# Nuggets need a base player



## STING (May 29, 2002)

If you look at almost any team in the NBA, they will have at least one player that is the kind of guy a team can be built around. This is one thing the Nuggets dont have. Before they can talk about polishing up, or glueing together, they need players TO glue together and polish up. In my opinion, the only way they are going to do that is by either drafting and waiting, or trading their pick(s).


----------



## SikHandlez24 (Jun 8, 2002)

*Denver Nuggets...*

Caron Butler, if he drops, would be a great player to build the team around. He is the total package, inside - outside you name it he does it. In the second round they could pick up a very good Point Guard/Shooting Guard in Tito Maddox or Smush Parker. Both have amazing handles and Tito proved he can run a team at Fresno and Pre-Draft camp. They would love to get Keon Clark back and are hoping that Bateer can pan out. Harvey has shown he can play on this level and would be a great 6th man. Also can't forget a trade involving McDyess to pickup a better SG.

--Possible Lineup--
C-Mengke Bateer
PF-Juwon Howard
SF-Caron Butler
SG-??Trade??
PG-Tito Maddox


----------



## John (Jun 9, 2002)

The Nugs will be a legitimate losing team.
Shame on Tim Hardaway who thought he could be playing on a winning team but eventually got traded to a losing team.


----------



## SikHandlez24 (Jun 8, 2002)

I've heard the same thing that the Nuggs are interested in Larry Hughes. He would be a great pick-up. He has great handles and can score from any-where. He could be an Iverson/Stackhouse type player. I still say go woth Butler. He is older and can contribute right away. Jason Jennings would be a god pickup or the could sign Baxter or Christofersen via free agency. Or they could possibly trade McDyess for a better center or shooting guard.


----------



## John (Jun 9, 2002)

The Nuggets will be a long time losing for this decade. Dice will leave very soon so be prepare the Nuggets will be the "CLippers" of the 90s.


----------



## denverguru (Jun 16, 2002)

*I am with IMX*

Kiki has to prove that he knows what he is doing, and also needs to show that he is trying to move in the right direction with this team. I also think denver should take caron, he is already polished enough to step in and contribute, he has changed his life around, and would be a positive influence on this team. Plus, he scores from everywhere, hits the boards, and is definately someone the team can look to build around. I see on several of these boards where fans would like to see denver takes skits, who may be good in time, but the kid is still very young and unpolished.........Kiki needs a player immediately with his top pick, so I don't see anyone that can compare to caron, but caron's stock is supposedly rising, so he may not be around at the 5th pick, but I hope he is, he has a jersey with his name on it in denver.


----------



## Patrick (Jun 10, 2002)

Larry Hughes can be an Allen Iverson type of player on a team like you and ever since he played for the Sixers, I always thought he would become a star and you guys would fit his style pretty good. He would be a great free-agent pickup, but you guys must hope you can re-sign Antonio McDyess which I sadly for you doubt will happen.

Good luck anyways.


----------



## Mongolmike (Jun 11, 2002)

*I sure hope*

you guys take Wagner or Tskitishvilli.... cuz I want my Cavs to "not F*ck it up" and take Butler! Either way, Butler does NOT get by BOTH Den and Clev... one or the other takes him....

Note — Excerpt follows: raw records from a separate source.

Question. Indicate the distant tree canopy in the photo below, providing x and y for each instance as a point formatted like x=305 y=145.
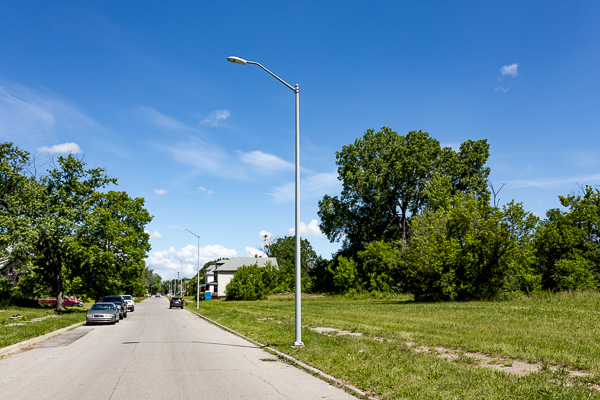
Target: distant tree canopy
x=415 y=217
x=384 y=176
x=65 y=233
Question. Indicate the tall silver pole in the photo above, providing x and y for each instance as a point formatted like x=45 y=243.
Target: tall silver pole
x=198 y=279
x=298 y=292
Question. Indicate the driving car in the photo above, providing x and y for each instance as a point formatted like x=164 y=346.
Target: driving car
x=130 y=302
x=176 y=302
x=102 y=313
x=119 y=302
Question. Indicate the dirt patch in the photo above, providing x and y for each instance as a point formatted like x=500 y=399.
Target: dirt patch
x=334 y=332
x=508 y=366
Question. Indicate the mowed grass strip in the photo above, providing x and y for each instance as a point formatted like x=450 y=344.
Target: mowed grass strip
x=560 y=329
x=17 y=330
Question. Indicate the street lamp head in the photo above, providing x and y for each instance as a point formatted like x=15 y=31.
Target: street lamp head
x=236 y=60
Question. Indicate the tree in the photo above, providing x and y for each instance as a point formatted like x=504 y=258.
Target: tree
x=111 y=245
x=468 y=250
x=384 y=176
x=56 y=207
x=284 y=250
x=251 y=282
x=568 y=243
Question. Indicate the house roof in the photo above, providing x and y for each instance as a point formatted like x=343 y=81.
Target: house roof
x=233 y=264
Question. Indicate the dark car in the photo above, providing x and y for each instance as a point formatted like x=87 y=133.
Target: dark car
x=176 y=302
x=119 y=301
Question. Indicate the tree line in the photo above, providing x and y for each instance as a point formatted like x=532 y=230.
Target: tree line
x=414 y=217
x=62 y=231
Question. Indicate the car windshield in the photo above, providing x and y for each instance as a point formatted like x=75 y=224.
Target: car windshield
x=112 y=299
x=102 y=307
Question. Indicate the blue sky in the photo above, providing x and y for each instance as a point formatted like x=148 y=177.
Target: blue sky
x=143 y=89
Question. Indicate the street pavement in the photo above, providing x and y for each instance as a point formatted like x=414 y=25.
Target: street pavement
x=155 y=353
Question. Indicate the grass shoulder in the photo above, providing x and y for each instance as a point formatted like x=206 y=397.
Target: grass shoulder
x=22 y=323
x=383 y=356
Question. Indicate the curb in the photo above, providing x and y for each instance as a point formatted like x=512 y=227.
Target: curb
x=13 y=348
x=332 y=380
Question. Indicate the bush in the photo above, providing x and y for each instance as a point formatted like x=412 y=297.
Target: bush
x=251 y=282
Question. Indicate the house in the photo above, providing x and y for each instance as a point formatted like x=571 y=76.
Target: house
x=226 y=268
x=211 y=283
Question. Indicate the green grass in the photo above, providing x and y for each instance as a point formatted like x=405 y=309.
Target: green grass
x=559 y=329
x=11 y=334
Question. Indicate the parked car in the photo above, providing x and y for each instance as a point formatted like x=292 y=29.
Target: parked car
x=176 y=302
x=130 y=302
x=68 y=302
x=102 y=313
x=119 y=302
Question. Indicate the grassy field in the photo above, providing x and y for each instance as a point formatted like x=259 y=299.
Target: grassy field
x=553 y=330
x=34 y=322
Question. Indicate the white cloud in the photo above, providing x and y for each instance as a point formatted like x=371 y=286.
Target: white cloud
x=202 y=189
x=253 y=252
x=215 y=118
x=554 y=182
x=161 y=120
x=265 y=162
x=312 y=187
x=154 y=235
x=64 y=148
x=167 y=263
x=312 y=229
x=510 y=70
x=38 y=115
x=263 y=234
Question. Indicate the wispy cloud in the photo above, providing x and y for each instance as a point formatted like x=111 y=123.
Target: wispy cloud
x=205 y=190
x=34 y=114
x=312 y=187
x=166 y=263
x=154 y=235
x=265 y=235
x=215 y=118
x=65 y=148
x=161 y=120
x=510 y=70
x=554 y=182
x=312 y=229
x=265 y=162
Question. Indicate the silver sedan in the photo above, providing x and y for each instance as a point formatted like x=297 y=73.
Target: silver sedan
x=102 y=313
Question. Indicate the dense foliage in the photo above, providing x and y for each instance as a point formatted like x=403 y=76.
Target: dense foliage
x=252 y=282
x=416 y=218
x=64 y=233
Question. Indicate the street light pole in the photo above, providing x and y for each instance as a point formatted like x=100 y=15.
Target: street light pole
x=298 y=291
x=198 y=276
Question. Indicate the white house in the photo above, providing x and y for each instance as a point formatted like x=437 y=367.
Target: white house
x=226 y=268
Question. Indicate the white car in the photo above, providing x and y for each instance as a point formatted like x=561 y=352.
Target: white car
x=129 y=301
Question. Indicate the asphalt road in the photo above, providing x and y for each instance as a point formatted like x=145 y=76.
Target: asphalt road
x=155 y=353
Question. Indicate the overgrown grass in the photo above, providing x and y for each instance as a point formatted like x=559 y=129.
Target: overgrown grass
x=554 y=329
x=17 y=330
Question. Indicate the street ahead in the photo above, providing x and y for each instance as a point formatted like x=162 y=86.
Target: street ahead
x=155 y=353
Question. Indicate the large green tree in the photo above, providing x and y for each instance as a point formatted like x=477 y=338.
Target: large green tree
x=111 y=245
x=384 y=176
x=568 y=243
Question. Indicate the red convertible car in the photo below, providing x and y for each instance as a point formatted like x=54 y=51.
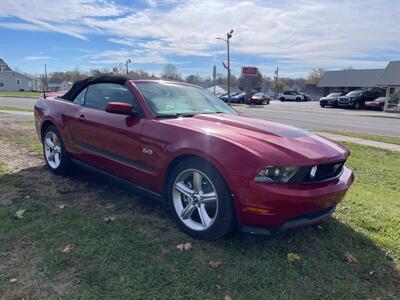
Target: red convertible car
x=216 y=170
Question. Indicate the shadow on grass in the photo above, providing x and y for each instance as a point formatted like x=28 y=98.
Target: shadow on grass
x=136 y=255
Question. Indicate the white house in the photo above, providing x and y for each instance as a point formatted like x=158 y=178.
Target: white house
x=13 y=81
x=59 y=85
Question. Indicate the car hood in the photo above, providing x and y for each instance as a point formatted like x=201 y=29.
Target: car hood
x=263 y=138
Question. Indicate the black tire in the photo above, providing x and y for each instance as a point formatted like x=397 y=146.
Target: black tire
x=65 y=164
x=225 y=220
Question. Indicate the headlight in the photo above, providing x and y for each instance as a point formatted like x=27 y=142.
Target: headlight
x=276 y=174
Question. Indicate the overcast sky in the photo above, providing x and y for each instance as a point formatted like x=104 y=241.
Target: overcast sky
x=294 y=35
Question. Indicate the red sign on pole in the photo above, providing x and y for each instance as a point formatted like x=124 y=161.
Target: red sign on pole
x=249 y=71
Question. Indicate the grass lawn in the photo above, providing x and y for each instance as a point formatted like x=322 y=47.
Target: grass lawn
x=14 y=108
x=20 y=94
x=378 y=138
x=135 y=256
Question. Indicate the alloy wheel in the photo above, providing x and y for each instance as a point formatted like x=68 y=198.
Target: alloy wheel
x=195 y=199
x=52 y=149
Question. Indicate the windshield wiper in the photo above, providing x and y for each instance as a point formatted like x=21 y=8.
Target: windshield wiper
x=176 y=115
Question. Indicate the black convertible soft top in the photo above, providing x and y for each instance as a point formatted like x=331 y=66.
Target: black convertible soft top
x=80 y=85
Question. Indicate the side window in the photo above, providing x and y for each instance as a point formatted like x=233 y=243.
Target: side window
x=98 y=95
x=80 y=99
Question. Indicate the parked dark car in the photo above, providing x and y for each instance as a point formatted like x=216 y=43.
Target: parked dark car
x=307 y=97
x=259 y=98
x=224 y=97
x=290 y=96
x=378 y=103
x=356 y=99
x=238 y=98
x=330 y=100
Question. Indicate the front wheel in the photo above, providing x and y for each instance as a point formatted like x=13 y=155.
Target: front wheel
x=54 y=151
x=200 y=201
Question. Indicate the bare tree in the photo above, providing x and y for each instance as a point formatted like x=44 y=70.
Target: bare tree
x=171 y=72
x=315 y=75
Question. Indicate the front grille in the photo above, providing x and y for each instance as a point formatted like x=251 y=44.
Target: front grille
x=323 y=172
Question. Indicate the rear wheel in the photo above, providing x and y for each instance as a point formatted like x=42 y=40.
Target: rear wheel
x=200 y=201
x=54 y=151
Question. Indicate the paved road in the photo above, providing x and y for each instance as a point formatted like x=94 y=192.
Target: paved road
x=18 y=102
x=308 y=115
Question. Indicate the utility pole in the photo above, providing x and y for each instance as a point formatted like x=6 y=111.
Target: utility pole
x=45 y=77
x=276 y=83
x=228 y=37
x=214 y=76
x=128 y=61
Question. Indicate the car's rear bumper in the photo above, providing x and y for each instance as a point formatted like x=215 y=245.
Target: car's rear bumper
x=275 y=207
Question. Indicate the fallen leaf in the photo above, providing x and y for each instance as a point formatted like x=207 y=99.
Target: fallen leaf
x=372 y=274
x=292 y=257
x=215 y=264
x=186 y=246
x=63 y=190
x=20 y=214
x=350 y=258
x=397 y=268
x=67 y=249
x=109 y=219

by the way, IF Gooden and Butler and Wagner are still there, and Den does not get Hughes in a trade.... who do you take?


----------



## BlazerFan22 (Jul 4, 2006)

STING said:


> If you look at almost any team in the NBA, they will have at least one player that is the kind of guy a team can be built around. This is one thing the Nuggets dont have. Before they can talk about polishing up, or glueing together, they need players TO glue together and polish up. In my opinion, the only way they are going to do that is by either drafting and waiting, or trading their pick(s).


Ya they have one.


----------



## thaKEAF (Mar 8, 2004)

BlazerFan22 said:


> Ya they have one.


What was the point of bumping this?


----------



## RedsDrunk (Oct 31, 2005)

?????


----------



## darth-horax (Nov 21, 2005)

Skita=the pick of the century...right behind Efthimios Rentzias!


----------



## Timmons (May 25, 2005)

darth-horax said:


> Skita=the pick of the century...right behind Efthimios Rentzias!


Rentzias was Bickerstaff's final stake in the Nuggets fans hearts when he destroyed the team and skipped town. Surprised he was allowed back into the NBA after the job he did to Denver.

Caron Butler...man...I nearly had an effin' heart attack when they passed him up! He was so good at UCONN and is great in Washington. What a terrible draft.

Skeet Skeet Skita and Nene.

Could have had: Amare and Caron.


----------